Yes, ANET wants to make elite specializations feel different but at the same time they said they want to build off of what the professions already have “[…]we’re adding a bunch of druid skills and druid traits[…] ranger now has very heavy magic and nature magic things and these are the skills we’re going to build. It keeps the skills we’re adding from feeling random.”
The way the Guardian is now—and by extension the DH— none of its mechanics are evocative of dragons or hunting; this theme feels “random”. The longbow is used in the guardian’s own signature way (light arrows and magic); it shouldn’t make the profession any more of a hunter than it does the Warrior. Traps fall within the same category. While mechanically the DH’s utilities function like traps, thematically they are quite different, they behave more like light-imbued seals on the ground—as you would expect of a Guardian.
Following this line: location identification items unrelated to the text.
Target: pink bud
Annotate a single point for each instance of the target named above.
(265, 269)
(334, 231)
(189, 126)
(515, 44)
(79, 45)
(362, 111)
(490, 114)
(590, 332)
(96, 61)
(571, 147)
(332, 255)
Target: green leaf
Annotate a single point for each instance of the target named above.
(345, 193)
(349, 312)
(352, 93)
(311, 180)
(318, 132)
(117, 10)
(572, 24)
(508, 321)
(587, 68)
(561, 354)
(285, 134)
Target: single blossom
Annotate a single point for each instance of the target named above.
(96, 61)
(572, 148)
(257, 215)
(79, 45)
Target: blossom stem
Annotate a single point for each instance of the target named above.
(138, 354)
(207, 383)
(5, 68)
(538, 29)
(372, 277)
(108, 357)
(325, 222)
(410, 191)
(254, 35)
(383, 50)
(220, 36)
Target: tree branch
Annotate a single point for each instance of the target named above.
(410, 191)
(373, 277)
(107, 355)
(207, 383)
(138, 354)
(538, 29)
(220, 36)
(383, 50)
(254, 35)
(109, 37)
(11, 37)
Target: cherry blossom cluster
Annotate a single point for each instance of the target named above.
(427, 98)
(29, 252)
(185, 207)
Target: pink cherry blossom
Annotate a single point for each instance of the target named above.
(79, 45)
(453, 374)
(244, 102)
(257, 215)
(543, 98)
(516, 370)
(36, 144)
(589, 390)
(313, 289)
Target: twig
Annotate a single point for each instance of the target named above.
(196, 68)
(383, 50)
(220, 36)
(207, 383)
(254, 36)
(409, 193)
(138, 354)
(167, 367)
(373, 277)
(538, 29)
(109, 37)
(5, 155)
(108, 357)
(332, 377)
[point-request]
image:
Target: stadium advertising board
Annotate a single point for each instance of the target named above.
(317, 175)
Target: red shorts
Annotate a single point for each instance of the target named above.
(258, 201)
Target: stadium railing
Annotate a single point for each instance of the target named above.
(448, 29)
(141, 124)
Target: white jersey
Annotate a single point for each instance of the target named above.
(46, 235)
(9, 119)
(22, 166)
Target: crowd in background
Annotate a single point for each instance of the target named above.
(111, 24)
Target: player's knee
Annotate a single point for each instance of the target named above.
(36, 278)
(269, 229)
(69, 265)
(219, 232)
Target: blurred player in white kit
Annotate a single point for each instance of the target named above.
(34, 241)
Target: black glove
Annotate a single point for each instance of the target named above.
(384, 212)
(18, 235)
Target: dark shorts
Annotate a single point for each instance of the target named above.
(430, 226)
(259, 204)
As a point of comparison the necromancer has a skill set similar to traps, they’re called marks (also magically imbued-seals on the ground). Marks function mechanically the same as traps: they are ground-targeted, trigger an effect when an enemy stands on them and only one of the same type can be active simultaneously. The difference: they are cast using a staff weapon or the Lich Form skill.

Mechanically the same, thematically different. ANET has already established how they make skills to fit a profession and not a profession to fit skills, why are they moving away from that now?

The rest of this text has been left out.